Bigün öldüğünde sana doğru koşuşu aklına geliyor seni görünce nasıl mutlu olduğu aklına geliyor tasmasına bakıp kötü oluyorsun.
Burnunun direği sızlıyor.
büyük sorumluluk isteyen durumdur. bakmayacak ilgilenmeyecek oynamayacak gezdirmeyecek bir çocuk gibi onu düşünmeyecekseniz almayın arkadaşlar oyunca değil bu. evet.
Şehirden yarım saat kadar uzaklıkta, sahil kenarında küçük ahşap bir evimiz var. haftasonları kafa dinlemek için gittiğimiz bir mabed bizim için.
Telefon pek çekmez, birkaç televizyon kanalı dışında izleyebileceğiniz bir şey de yok. Denizin sesine mahkum eder sizi.
Yakın civardaki evlerde keçileri, tavukları olan komşularımızla tam bir köy hayatı simulasyonu yaşarız.
Genelde tek gittiğim, kafamı dinleyip, kendimi resetleyip geri döndüğüm bir yer benim için.
Hiç köpeğim olmadı benim, annemin eteklerini, babamın elini çekiştirip de köpek alalım demedim. Ama bir border collie’im var.
Nasıl mı? Anlatayım...
Yıllık izinde gittiğim bir gün, bahçede oturmuş yemeğimi yerken etrafta dolaşan panda yavrusu gibi bir köpek gördüm. Yanıma çağırdım, geldi.
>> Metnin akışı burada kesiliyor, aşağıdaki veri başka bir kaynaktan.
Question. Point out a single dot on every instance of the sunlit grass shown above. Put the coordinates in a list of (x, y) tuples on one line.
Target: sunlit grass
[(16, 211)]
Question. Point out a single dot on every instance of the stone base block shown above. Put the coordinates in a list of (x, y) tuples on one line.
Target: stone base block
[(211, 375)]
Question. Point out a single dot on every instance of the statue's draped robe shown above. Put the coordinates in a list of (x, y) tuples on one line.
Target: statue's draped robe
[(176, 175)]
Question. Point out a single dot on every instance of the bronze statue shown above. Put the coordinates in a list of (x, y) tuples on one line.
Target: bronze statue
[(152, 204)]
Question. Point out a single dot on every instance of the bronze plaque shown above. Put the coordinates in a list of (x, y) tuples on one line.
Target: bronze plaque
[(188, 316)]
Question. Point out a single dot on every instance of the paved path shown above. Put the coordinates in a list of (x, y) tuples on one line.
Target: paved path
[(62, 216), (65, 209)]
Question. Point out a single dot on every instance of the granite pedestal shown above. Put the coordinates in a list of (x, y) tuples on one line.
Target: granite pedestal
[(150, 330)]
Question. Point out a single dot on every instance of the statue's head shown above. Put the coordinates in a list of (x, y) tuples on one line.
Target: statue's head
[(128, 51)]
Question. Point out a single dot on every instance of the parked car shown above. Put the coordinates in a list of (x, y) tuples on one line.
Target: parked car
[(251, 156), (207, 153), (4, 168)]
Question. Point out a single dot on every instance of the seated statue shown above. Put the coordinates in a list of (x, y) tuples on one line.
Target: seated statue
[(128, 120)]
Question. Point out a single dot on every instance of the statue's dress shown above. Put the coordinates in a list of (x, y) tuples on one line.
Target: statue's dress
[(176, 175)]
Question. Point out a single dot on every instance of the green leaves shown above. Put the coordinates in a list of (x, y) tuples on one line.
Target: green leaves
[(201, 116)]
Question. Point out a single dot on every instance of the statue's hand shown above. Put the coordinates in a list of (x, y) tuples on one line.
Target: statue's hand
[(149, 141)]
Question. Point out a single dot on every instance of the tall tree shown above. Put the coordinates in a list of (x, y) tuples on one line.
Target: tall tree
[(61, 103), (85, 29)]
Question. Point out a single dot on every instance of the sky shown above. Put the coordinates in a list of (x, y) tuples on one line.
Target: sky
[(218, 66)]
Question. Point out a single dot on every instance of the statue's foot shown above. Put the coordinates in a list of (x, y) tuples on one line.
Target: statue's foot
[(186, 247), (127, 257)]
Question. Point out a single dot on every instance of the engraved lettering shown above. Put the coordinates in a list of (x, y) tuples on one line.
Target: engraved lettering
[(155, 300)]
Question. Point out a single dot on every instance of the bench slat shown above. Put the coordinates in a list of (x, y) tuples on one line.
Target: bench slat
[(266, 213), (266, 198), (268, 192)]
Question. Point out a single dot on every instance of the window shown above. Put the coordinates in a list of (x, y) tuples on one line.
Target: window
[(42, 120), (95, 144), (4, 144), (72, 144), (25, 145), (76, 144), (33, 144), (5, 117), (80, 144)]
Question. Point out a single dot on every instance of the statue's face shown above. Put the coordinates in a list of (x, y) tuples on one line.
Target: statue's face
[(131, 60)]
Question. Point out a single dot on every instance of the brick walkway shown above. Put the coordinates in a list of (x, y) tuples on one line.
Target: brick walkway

Baktım tasması yok, oturduk birlikte yemek yedik kendisiyle karşılıklı.
Uzun zamandır sahil kenarında baş başa bir erkekle yemek yememiştim. Bana da değişiklik oldu.
Sonra içeri girdim. Akşam yürümek istedim, çıktığımda bizim panda bahçedeydi. Muhtemelen bakılamadığı için sokağa bırakılmış, sokak şartlarına alışkın olmayan bir köpek yavrusuydu.
Sabah birlikte kahvaltı yaptık, zamanla alıştık birbirimize. Öyle ki, nereye gitsem peşimde geliyordu.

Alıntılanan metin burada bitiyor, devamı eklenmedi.